Hackers are exploiting critical flaw in vBulletin forum software

Two critical vulnerabilities affecting the open-source forum software vBulletin have been discovered, with one confirmed to be actively exploited in the wild.

The flaws, tracked under CVE-2025-48827 and CVE-2025-48828, and rated critical (CVSS v3 score: 10.0 and 9.0 respectively), are an API method invocation and a remote code execution (RCE) via template engine abuse flaws.

They impact vBulletin versions 5.0.0 through 5.7.5 and 6.0.0 through 6.0.3 when the platform runs on PHP 8.1 or later.

The vulnerabilities were likely patched quietly last year with the release of Patch Level 1 for all versions of the 6.* release branch, and version 5.7.5 Patch Level 3, but many sites remained exposed due to not upgrading.

Public PoC and active exploitation

The two issues were discovered on May 23, 2025, by security researcher Egidio Romano (EgiX), who explained how to exploit it via a detailed technical post on his blog.

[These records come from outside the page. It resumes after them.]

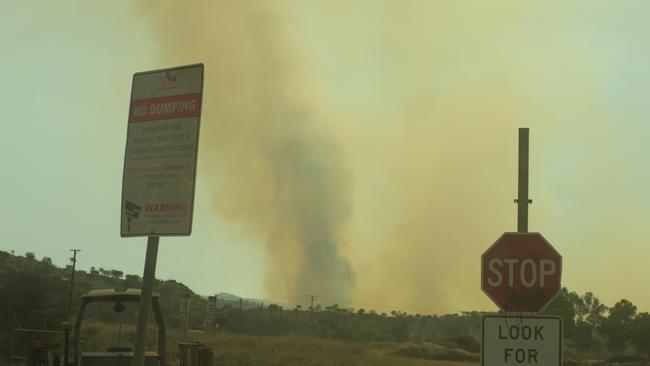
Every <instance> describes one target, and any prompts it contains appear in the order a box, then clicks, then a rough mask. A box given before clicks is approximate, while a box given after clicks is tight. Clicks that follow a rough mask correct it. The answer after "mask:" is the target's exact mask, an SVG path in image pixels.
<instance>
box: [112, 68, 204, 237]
mask: <svg viewBox="0 0 650 366" xmlns="http://www.w3.org/2000/svg"><path fill="white" fill-rule="evenodd" d="M202 95H203V64H197V65H189V66H182V67H176V68H171V69H164V70H156V71H146V72H140V73H136V74H135V75H133V84H132V88H131V105H130V107H129V118H128V124H127V126H128V127H127V138H126V151H125V154H124V175H123V179H122V204H121V225H120V233H121V236H123V237H124V236H166V235H190V234H191V232H192V213H193V208H194V187H195V178H196V159H197V151H198V141H199V125H200V123H199V122H200V117H201V101H202Z"/></svg>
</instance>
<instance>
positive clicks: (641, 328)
mask: <svg viewBox="0 0 650 366" xmlns="http://www.w3.org/2000/svg"><path fill="white" fill-rule="evenodd" d="M630 343H632V345H633V346H634V348H636V350H637V352H638V353H639V354H643V355H645V356H646V357H650V314H648V313H640V314H638V315H637V316H636V317H635V318H634V321H633V323H632V335H631V339H630Z"/></svg>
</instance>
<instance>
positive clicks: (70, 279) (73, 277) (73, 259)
mask: <svg viewBox="0 0 650 366" xmlns="http://www.w3.org/2000/svg"><path fill="white" fill-rule="evenodd" d="M70 251H71V252H74V254H73V255H72V275H71V276H70V299H69V301H68V317H69V316H71V315H72V295H73V291H74V272H75V266H76V265H77V252H80V251H81V249H70Z"/></svg>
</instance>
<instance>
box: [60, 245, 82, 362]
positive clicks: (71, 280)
mask: <svg viewBox="0 0 650 366" xmlns="http://www.w3.org/2000/svg"><path fill="white" fill-rule="evenodd" d="M70 251H71V252H73V254H72V258H71V259H72V275H71V276H70V299H69V301H68V320H67V321H65V322H63V338H64V339H63V343H64V344H63V365H64V366H68V364H69V360H70V330H72V321H71V320H70V319H72V296H73V293H74V272H75V267H76V264H77V252H80V251H81V249H70Z"/></svg>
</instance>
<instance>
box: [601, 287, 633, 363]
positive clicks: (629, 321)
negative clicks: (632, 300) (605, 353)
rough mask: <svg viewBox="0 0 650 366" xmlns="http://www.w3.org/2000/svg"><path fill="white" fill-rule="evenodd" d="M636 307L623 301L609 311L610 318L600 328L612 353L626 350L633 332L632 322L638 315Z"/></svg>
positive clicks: (610, 309)
mask: <svg viewBox="0 0 650 366" xmlns="http://www.w3.org/2000/svg"><path fill="white" fill-rule="evenodd" d="M636 310H637V308H636V306H634V305H633V304H632V303H631V302H630V301H628V300H625V299H622V300H621V301H619V302H617V303H616V304H614V307H612V308H611V309H609V316H608V317H607V318H606V319H604V320H603V322H602V325H601V326H600V331H601V333H602V334H603V335H604V336H605V337H607V348H608V349H609V350H610V351H612V352H622V351H623V350H625V346H626V344H627V342H628V341H629V340H630V335H631V332H632V322H633V320H634V316H635V315H636Z"/></svg>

The researcher showed that the flaw lies in vBulletin's misuse of PHP's Reflection API, which, due to behavioral changes introduced in PHP 8.1, allows protected methods to be invoked without explicit accessibility adjustments.

The vulnerability chain lies in the ability to invoke protected methods via crafted URLs and the misuse of template conditionals inside vBulletin's template engine.

By injecting crafted template code using the vulnerable 'replaceAdTemplate' method, attackers bypass "unsafe function" filters using tricks like PHP variable function calls.

This results in fully remote, unauthenticated code execution on the underlying server — effectively granting attackers shell access as the web server user (www-data on Linux, for example).

On May 26, security researcher Ryan Dewhurst reported seeing exploitation attempts on honeypot logs showing requests to the vulnerable 'ajax/api/ad/replaceAdTemplate' endpoint.

Logs showing exploitation attempts
Source: blog.kevintel.com

Dewhurst traced one of the attackers to Poland, seeing attempts to deploy PHP backdoors to execute system commands.

The researcher noted that the attacks appear to be leveraging the exploit published earlier by Romano, though there have been Nuclei templates available for the flaw since May 24, 2025.

It is important to clarify that Dewhurst only observed exploitation attempts for CVE-2025-48827, but no evidence exists yet that attackers have successfully chained it to the full RCE, although this is highly likely.

vBulletin troubles

vBulletin is one of the most widely used commercial PHP/MySQL-based forum platforms, powering thousands of online communities globally.

Its modular design, including mobile APIs and AJAX interfaces, makes it a complex and flexible platform. However, it also exposes a broad attack surface.

In the past, hackers have leveraged severe flaws in the platform to breach popular forums and steal the sensitive data of large numbers of users.

Forum administrators are recommended to apply the security updates for their vBulletin installation or move to the latest release, version 6.1.1, which is not affected by the said flaws.